Sky King Fireworks sells sky lanterns, that are about the size of a kitchen garbage bag, in different colors and logos for about $10 each. A variety of sky lanterns are also available online.
Last month, beachside residents in Cape Canaveral had a close encounter with a huge version of the sky lantern last month.
One witness described the balloon launched from the beach near Buchanan Avenue as being more than 5 feet in diameter and the container beneath it the size of a paint can.
"This thing was coming right at us, and it got a little lift just before it got to our building, otherwise I thought it was going to land right in our balcony," said Larry Guest, who splits time between the Sea Dunes Oceanfront Condominium and a home in Orlando.
"The flame was really big and could do some damage if it flew into our balcony or the side of most any building."

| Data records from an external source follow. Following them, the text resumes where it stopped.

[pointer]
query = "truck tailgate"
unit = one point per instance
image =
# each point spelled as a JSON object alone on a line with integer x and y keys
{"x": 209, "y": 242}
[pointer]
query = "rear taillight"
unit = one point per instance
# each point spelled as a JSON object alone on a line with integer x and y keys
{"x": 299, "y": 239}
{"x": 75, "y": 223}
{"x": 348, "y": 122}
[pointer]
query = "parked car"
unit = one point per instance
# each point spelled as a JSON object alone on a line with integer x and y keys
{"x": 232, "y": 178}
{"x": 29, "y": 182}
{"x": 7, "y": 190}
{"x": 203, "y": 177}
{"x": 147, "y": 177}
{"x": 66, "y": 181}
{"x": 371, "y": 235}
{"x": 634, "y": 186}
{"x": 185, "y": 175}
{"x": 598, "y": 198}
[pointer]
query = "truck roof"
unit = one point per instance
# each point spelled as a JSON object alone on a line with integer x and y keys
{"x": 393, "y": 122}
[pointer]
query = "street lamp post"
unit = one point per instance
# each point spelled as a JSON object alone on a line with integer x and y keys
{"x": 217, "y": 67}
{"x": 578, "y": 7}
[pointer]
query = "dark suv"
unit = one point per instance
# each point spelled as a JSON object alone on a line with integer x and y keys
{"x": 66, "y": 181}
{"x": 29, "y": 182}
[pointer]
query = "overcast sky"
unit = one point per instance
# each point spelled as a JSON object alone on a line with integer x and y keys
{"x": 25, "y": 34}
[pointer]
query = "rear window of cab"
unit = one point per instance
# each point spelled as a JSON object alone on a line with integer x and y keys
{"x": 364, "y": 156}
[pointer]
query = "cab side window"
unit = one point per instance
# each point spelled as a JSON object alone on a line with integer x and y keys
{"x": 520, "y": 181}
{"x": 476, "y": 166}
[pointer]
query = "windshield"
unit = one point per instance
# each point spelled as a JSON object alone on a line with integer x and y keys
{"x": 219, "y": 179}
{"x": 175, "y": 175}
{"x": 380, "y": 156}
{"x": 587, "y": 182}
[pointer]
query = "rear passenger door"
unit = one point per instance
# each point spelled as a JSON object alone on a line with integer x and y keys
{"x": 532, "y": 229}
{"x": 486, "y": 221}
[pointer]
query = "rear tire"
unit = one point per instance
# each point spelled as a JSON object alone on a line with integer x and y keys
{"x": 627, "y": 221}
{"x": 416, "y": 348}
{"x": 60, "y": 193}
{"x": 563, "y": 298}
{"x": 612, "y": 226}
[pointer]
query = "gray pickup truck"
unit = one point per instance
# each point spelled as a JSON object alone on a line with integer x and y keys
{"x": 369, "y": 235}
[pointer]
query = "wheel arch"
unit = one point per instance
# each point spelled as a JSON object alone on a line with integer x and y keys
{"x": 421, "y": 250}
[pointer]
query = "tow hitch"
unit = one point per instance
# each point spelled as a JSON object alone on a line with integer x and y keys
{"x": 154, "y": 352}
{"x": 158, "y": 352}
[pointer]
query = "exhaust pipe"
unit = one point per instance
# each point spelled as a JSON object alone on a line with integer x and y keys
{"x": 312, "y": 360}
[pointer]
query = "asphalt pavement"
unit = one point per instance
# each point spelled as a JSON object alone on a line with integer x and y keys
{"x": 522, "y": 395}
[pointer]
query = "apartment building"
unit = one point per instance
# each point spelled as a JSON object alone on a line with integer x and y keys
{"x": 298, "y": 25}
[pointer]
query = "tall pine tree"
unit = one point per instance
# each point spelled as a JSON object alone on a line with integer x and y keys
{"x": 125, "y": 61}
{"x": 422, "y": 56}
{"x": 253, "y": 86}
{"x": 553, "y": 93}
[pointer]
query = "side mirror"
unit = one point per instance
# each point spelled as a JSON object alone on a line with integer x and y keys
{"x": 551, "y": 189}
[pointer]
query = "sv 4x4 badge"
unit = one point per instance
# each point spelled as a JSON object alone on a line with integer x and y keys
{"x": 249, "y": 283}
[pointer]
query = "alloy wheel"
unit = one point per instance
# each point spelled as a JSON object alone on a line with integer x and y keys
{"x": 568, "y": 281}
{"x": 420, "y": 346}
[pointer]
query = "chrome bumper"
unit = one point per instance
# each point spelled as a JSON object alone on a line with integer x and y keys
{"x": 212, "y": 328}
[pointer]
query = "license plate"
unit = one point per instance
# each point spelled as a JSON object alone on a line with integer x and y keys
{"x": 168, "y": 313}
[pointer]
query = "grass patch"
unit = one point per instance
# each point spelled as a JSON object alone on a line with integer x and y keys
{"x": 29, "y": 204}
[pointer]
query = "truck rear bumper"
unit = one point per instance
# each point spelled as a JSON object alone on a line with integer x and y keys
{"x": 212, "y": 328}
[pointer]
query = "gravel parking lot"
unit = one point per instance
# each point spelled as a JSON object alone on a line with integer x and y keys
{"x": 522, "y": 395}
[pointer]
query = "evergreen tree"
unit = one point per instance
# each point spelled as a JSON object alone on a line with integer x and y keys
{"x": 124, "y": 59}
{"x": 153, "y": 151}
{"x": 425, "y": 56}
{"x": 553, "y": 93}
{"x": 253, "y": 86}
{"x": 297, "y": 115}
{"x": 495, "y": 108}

The penalty for anyone caught using fireworks in Cape Canaveral is $200, according to Angela Apperson, assistant city manager.
"You just don't know where that hot bucket is going to land," Apperson said. "That is just not acceptable."
Although she is only aware of one complaint about sky lanterns in Cape Canaveral, Apperson suspects others who may have have observed sky lanterns are unaware of their potential threat and didn't report it.
It is also difficult for law enforcement to locate the launcher of a sky balloon that is seen drifting miles away.
Brevard County Sheriff's Office concedes it needs assistance in the form of reports and documentation of fireworks law violations.
"We definitely need the public's help in trying to identify who is setting them off," said sheriff's office spokeswoman Deputy Maria Fernez. "A good way of doing that is snapping a picture or video."
Brevard County Fire Marshal Frank Scates worries that may be too late to prevent a fire caused by a sky lantern that could threaten lives and property.
"You don't have control of them, you don't know where they are going to land," Scates said. "Hopefully they go out before they come back to Earth, but there is no guarantee. You have a potential fire waiting to happen."